Overall, mathematical models “need to be seen with great caution, especially when epidemics are modeled,” noted John Ioannidis, an epidemiologist at Stanford University, in an email to The Daily Beast. He, too, underscored the unknowns. If any one of a number of assumptions made by the Harvard researchers turn out to be wrong, he said, then their models could “collapse entirely.”
Before determining next steps, such as whether or not to stop lockdowns or social distancing measures, added Ioannidis, more unbiased data is needed on COVID-19, including its true incidence, fatality rate, and the proportion of infected people needing hospitalization.
Another remaining open question is whether or not people who recover from the virus could be susceptible to it later on. “We should not yet count on herd immunity,” said Mokdad. “We should count on social distancing. It will help us now and in the future.” His IHME team has not yet modeled the potential resurgence of the virus. “It’s on our to-do list,” he said.
Meanwhile, the diversity of responses to COVID-19 both around the world and within the U.S. could itself provide useful information. Successful efforts in China, for example, have left a large population susceptible to the virus. How will that country fare in the months ahead? Will they face a resurgence of infections? On Friday, authorities once again closed all of China’s movie theaters, which had recently reopened after a two-month shutdown. The move has triggered speculation of a possible second wave of infections.
“One of the things that needs to happen now is a better understanding of which social-distancing measures actually worked and how well,” said Grad, noting that sufficient data was still several weeks away. “Does it matter if we close schools? Or large sporting arena events? Or is what really matters getting rid of bars and restaurants and preventing even small groups from mixing?”

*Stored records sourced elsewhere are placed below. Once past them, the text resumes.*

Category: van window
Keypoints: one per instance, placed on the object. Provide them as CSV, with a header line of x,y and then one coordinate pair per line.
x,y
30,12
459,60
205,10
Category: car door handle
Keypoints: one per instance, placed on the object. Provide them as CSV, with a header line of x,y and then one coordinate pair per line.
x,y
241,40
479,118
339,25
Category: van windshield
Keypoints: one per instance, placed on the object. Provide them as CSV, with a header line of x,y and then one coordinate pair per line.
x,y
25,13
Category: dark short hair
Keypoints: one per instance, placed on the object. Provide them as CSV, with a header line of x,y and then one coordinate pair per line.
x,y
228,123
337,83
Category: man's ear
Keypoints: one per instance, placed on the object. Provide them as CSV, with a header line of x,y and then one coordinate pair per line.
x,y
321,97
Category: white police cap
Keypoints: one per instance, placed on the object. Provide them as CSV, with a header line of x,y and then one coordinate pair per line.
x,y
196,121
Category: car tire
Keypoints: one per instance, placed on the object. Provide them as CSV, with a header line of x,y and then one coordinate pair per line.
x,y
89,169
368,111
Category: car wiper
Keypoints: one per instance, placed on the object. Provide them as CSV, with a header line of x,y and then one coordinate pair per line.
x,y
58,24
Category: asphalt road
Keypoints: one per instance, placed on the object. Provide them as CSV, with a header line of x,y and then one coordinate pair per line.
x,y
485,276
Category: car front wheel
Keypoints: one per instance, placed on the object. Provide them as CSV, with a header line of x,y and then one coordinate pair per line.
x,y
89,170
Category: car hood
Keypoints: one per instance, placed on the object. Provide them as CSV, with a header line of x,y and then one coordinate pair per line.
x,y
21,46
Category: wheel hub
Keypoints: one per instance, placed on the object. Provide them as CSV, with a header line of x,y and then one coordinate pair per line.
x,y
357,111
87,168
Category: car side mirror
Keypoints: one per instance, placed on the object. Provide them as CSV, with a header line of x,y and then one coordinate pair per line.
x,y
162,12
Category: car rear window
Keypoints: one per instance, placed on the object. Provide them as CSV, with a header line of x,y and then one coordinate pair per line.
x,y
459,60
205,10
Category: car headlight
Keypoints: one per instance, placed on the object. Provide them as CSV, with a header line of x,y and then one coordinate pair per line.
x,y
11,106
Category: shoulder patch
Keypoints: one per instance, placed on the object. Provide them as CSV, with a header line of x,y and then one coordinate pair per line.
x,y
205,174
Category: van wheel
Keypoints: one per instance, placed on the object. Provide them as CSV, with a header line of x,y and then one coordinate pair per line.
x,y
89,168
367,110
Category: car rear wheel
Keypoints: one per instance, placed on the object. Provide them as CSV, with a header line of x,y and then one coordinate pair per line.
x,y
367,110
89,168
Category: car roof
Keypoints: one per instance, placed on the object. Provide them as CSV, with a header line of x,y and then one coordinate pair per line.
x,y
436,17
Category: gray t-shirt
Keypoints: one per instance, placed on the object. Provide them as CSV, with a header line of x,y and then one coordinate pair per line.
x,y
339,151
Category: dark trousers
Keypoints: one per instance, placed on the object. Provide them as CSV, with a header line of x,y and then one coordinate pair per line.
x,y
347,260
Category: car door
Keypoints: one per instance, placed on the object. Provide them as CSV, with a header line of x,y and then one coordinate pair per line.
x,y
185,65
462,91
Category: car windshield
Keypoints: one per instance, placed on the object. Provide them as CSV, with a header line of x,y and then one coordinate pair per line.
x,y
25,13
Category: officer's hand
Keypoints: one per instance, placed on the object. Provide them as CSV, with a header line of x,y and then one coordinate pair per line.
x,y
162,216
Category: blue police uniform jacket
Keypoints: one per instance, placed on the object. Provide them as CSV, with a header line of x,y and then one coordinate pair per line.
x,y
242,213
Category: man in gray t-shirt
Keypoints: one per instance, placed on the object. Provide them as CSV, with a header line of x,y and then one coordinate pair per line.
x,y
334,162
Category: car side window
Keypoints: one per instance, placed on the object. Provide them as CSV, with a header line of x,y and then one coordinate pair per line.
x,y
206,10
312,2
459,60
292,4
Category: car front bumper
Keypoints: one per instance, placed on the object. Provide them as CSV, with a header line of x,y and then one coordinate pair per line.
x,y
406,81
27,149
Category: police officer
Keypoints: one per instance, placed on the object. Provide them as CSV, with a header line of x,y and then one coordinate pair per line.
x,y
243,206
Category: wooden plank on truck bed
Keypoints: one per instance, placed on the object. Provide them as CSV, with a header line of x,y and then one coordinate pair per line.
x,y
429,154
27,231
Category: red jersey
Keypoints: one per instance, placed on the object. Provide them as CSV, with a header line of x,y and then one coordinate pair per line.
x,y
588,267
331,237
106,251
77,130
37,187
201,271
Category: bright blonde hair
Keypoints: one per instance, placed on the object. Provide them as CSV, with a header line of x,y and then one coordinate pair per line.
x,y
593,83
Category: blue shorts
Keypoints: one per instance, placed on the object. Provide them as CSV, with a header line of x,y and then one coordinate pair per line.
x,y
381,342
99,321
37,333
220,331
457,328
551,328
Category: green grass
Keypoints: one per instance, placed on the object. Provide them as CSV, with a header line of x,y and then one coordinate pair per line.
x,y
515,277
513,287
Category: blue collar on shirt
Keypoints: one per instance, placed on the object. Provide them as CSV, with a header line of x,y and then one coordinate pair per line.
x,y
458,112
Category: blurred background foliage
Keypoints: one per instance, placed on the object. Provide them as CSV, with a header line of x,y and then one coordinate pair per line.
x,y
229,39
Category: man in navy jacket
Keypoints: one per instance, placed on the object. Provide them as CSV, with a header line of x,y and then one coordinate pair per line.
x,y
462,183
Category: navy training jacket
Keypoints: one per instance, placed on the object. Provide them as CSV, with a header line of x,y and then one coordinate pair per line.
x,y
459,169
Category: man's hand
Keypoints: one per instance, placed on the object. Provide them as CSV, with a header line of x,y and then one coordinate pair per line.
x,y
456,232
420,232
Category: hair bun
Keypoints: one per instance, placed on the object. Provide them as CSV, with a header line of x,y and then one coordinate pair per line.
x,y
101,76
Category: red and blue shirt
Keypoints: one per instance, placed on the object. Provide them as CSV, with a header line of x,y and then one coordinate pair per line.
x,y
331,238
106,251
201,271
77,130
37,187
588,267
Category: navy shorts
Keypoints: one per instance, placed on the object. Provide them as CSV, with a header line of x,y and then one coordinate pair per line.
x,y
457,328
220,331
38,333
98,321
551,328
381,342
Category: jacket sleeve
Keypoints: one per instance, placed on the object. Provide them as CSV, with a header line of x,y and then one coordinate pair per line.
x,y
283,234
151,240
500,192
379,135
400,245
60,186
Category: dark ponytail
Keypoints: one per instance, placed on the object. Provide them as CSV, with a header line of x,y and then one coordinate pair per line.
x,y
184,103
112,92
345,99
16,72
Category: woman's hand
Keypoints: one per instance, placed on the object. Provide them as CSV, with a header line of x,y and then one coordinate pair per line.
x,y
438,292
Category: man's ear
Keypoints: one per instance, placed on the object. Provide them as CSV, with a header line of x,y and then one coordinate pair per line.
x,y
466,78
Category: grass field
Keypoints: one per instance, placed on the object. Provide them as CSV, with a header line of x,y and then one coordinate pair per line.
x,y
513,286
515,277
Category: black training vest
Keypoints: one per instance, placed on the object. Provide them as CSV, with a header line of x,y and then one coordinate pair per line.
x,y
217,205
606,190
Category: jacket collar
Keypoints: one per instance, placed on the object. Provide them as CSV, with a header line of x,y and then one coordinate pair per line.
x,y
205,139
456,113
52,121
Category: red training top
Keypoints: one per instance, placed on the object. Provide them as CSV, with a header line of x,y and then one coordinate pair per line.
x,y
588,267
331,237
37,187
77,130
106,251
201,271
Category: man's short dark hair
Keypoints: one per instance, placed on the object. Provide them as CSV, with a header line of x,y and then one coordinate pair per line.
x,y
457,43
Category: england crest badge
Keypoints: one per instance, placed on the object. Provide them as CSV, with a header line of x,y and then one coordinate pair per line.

How about the impact of the selective measures instituted at a place like Green Lake Park? A sign attached to a barrier that blocks entrance to one of the Green Lake parking lots explains that the closure is “to reduce park use and help slow the spread of the COVID-19 virus.” Along the lake’s perimeter, yellow tape wards people away from a children’s playground, exercise equipment, and swimming pool. Tape also spans from hoop-to-hoop down the length of an outdoor basketball court; the park’s tennis courts remain open and in full use.
On top of protecting the population, maintaining social distancing now will provide the time and data to fully investigate these questions, Grad argued. Such answers, which he noted will likely vary across communities, should not only help in choosing effective measures when they need to be implemented again, but could also inform how we emerge from social distancing.

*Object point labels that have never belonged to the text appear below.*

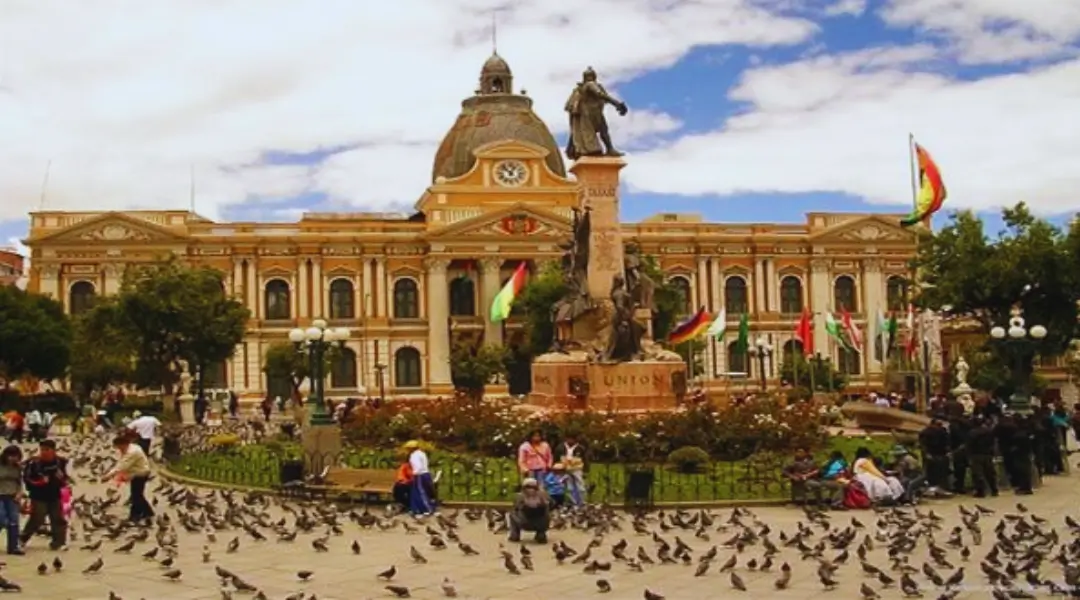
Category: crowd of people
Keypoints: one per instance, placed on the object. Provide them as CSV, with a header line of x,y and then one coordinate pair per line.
x,y
960,445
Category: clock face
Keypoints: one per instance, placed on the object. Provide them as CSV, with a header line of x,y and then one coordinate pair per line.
x,y
511,173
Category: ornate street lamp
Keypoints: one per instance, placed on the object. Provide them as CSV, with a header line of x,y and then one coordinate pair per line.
x,y
761,350
314,342
1022,341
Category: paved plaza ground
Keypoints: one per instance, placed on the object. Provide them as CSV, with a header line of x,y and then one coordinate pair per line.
x,y
271,566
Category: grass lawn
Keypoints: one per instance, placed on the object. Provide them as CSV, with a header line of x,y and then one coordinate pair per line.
x,y
468,478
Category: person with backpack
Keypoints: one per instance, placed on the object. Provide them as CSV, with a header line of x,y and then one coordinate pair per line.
x,y
531,513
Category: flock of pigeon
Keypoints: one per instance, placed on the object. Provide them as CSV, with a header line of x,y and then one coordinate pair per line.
x,y
889,553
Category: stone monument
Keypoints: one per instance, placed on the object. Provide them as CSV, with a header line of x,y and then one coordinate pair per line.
x,y
603,355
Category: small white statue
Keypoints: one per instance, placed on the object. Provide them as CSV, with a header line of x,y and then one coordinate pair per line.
x,y
961,372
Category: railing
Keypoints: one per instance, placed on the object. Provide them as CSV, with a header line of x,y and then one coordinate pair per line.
x,y
486,479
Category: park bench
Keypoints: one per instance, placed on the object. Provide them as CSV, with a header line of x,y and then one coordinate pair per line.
x,y
346,482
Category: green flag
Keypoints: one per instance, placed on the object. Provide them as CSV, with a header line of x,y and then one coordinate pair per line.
x,y
742,344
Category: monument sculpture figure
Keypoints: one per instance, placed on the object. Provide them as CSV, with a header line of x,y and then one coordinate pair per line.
x,y
589,128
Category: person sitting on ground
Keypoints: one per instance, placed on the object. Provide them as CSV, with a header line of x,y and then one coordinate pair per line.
x,y
531,512
879,487
906,467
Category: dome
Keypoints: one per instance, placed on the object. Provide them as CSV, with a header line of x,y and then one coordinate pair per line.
x,y
495,113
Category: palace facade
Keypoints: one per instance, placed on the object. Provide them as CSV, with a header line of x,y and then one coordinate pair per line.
x,y
407,285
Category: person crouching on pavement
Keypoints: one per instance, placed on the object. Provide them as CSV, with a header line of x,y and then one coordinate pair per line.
x,y
531,512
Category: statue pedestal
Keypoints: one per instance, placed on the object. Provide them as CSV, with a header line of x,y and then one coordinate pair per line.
x,y
322,448
599,189
620,386
187,403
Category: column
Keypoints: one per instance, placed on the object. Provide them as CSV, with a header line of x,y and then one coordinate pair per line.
x,y
758,284
820,304
300,304
318,289
491,282
873,287
439,314
238,277
381,294
365,287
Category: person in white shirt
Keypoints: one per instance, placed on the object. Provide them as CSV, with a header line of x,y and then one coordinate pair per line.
x,y
133,467
145,425
422,494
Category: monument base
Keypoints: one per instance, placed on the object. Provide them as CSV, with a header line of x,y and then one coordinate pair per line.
x,y
621,386
322,448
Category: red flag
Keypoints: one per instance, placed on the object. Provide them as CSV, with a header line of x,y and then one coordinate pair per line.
x,y
804,332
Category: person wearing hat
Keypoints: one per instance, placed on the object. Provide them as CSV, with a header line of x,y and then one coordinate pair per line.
x,y
421,495
531,512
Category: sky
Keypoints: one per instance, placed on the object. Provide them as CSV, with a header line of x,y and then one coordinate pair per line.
x,y
741,110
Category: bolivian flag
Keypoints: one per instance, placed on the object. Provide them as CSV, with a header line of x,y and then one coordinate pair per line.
x,y
931,193
502,302
690,328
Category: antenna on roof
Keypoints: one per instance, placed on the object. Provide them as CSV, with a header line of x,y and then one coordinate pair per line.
x,y
44,186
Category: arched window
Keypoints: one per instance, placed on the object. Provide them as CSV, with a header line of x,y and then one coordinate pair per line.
x,y
278,303
682,285
737,359
793,349
734,296
462,297
791,295
849,360
81,297
896,292
406,299
407,367
342,299
343,369
216,376
844,295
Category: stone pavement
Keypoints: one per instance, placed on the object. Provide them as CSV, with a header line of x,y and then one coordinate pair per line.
x,y
338,573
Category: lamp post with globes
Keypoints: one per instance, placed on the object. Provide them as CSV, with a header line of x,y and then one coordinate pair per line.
x,y
314,342
761,350
1021,340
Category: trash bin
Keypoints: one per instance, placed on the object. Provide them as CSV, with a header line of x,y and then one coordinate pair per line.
x,y
291,472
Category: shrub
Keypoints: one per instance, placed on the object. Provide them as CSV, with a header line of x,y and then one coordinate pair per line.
x,y
688,459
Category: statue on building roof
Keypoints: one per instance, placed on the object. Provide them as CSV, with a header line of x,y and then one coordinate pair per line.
x,y
589,128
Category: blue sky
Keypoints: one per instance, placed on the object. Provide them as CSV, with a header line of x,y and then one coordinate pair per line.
x,y
744,110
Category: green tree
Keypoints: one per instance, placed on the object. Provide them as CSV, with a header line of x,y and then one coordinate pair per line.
x,y
284,362
35,336
818,373
473,366
1030,263
179,313
103,349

“There’s a smart way to do this that does not just involve stopping everything at once,” he added.
Osterholm, the professor at the University of Minnesota, underscored the need to find a middle ground between suppressing infections completely for an extended period of time and letting the virus run its course through the population. Toward that end, he urged taking a “Manhattan Project-type approach”—bringing the best minds together to come up with a national plan, as soon as possible.
Repeated periods of social distancing might not be popular. But neither would “promoting an 18-month total lockdown of the country,” he told The Daily Beast. “So, how do you try to thread a rope through this needle?”
If nothing else, messaging from on high teasing a longer timeline—and warning that more concerted shutdowns may be coming—could help the public wrap their heads around the idea.
“If it was planned, that would help a lot. Then I could take time off from work, arrange childcare,” said Glass, of the potential for intermittent social distancing. “No one was prepared for this. They just said, ‘By the way, starting tomorrow, you can’t go out.’ That was pretty hard.”